Covid-19 : hausse marquée de l'épargne, quelle analyse de la Banque de France ?

L'’épargne des ménages est en forte hausse depuis la crise sanitaire du Covid-19. Une analyse de la Banque de France distingue les effets mécaniques liés aux restrictions pendant le confinement et les causes plus psychologiques liées à un réflexe de prudence des ménages.

Couple assis sur un canapé en train de calculer ses dépenses et ses capacités d'épargne.
Une grande partie de la hausse de l’épargne s’explique par une "épargne forcée". © Andrey Popov - stock-adobe.com

27%, c’est le taux d’épargne des ménages enregistré au deuxième trimestre 2020 selon les statistiques communiquées dans le Bloc-notes Éco de la Banque de France publié le 3 mars 2021.

Cela représente près de trois fois le montant épargné en 2019 (33 milliards d’euros au second semestre 2019 contre 110 milliards d’euros épargnés au premier semestre 2020) selon la note de conjoncture de l'Institut national de la statistique et des études économiques (INSEE) du 6 octobre 2020.

Distinction entre épargne forcée et épargne de précaution

Une grande partie de la hausse de l’épargne s’explique par une épargne forcée du fait des restrictions administratives dans certains secteurs économiques (restauration, activités de loisir, tourisme) pendant la première période de confinement.
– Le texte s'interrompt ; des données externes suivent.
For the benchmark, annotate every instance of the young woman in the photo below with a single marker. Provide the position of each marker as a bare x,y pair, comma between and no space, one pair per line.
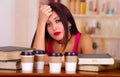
57,31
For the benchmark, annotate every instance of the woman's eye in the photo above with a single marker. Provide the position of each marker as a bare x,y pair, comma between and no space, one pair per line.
48,24
58,21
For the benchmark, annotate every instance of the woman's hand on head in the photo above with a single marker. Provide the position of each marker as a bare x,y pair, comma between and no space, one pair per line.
44,12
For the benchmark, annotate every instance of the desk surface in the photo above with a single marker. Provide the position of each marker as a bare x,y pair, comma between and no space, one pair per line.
45,72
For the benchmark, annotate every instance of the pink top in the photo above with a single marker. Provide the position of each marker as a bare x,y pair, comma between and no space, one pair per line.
75,47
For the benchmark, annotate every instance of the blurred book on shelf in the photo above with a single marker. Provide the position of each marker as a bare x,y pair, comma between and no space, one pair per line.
12,52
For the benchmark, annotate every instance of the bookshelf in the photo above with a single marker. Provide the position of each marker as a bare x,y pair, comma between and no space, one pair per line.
106,38
101,20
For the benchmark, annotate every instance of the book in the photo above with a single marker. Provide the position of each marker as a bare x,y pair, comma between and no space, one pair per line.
10,64
12,52
95,59
97,68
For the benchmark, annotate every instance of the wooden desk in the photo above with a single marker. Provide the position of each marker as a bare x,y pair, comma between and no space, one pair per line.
112,73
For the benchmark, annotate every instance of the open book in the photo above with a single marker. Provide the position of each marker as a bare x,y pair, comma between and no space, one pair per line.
10,64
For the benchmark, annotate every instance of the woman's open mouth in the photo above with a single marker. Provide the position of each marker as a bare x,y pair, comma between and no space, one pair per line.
57,33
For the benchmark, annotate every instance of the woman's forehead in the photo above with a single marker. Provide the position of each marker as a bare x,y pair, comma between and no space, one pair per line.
53,16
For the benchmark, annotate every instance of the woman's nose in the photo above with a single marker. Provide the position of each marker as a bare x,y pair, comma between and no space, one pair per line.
54,26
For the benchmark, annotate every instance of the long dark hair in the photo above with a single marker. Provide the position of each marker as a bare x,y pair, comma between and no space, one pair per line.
65,17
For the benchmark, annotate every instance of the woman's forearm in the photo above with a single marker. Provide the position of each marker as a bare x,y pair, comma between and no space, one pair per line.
39,41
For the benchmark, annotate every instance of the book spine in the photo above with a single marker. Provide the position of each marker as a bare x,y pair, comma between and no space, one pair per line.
95,61
83,7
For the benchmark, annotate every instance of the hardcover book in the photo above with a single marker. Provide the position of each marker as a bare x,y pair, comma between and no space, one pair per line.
12,52
10,65
95,59
97,68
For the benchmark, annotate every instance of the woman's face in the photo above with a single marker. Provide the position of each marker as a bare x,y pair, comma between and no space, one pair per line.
55,27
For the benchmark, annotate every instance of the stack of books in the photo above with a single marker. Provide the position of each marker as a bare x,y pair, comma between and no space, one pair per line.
10,57
96,62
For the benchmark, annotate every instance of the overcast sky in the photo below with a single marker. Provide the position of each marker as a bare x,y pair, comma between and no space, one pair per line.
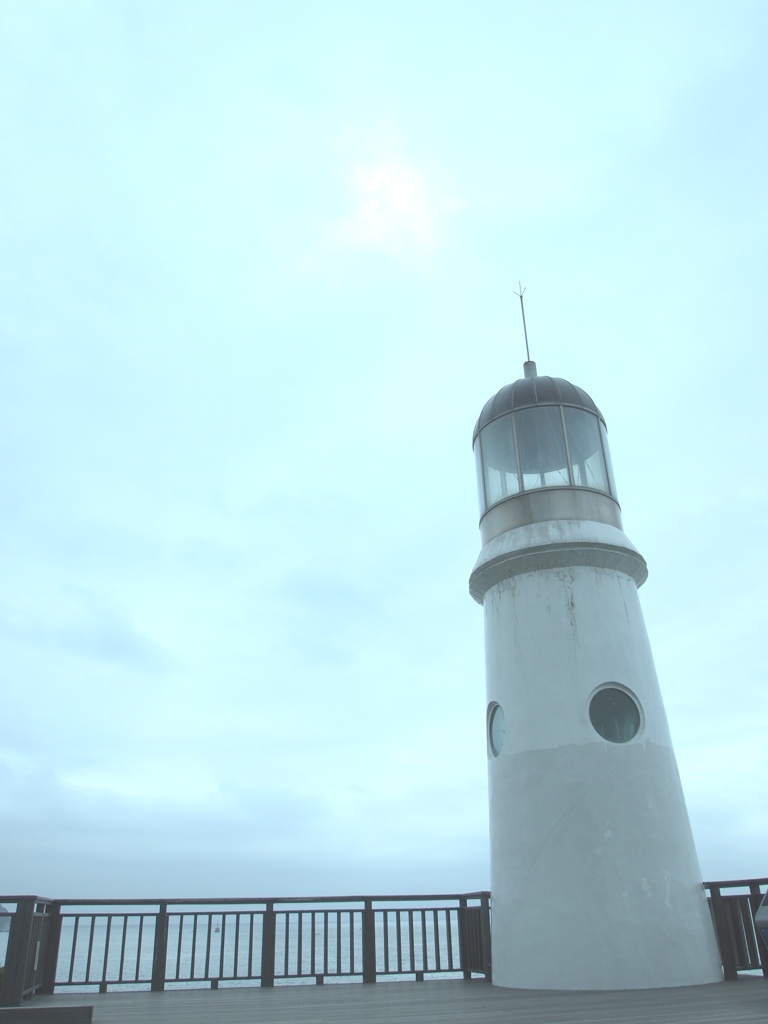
257,274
Néanmoins, elle est due aussi à une réaction de prudence des ménages face aux incertitudes économiques et financières.

La Banque de France analyse plus en profondeur ces motifs de précaution qui pourraient freiner une dynamique de reprise économique. Les analystes se basent sur un modèle de projection économique qui inclut différents indicateurs (variation du taux de chômage, niveau d’indice de tension financières, intentions d’achats des ménages de l’INSEE) afin d'étudier l’impact de la conjoncture sur le niveau d’épargne et le niveau de la consommation des ménages.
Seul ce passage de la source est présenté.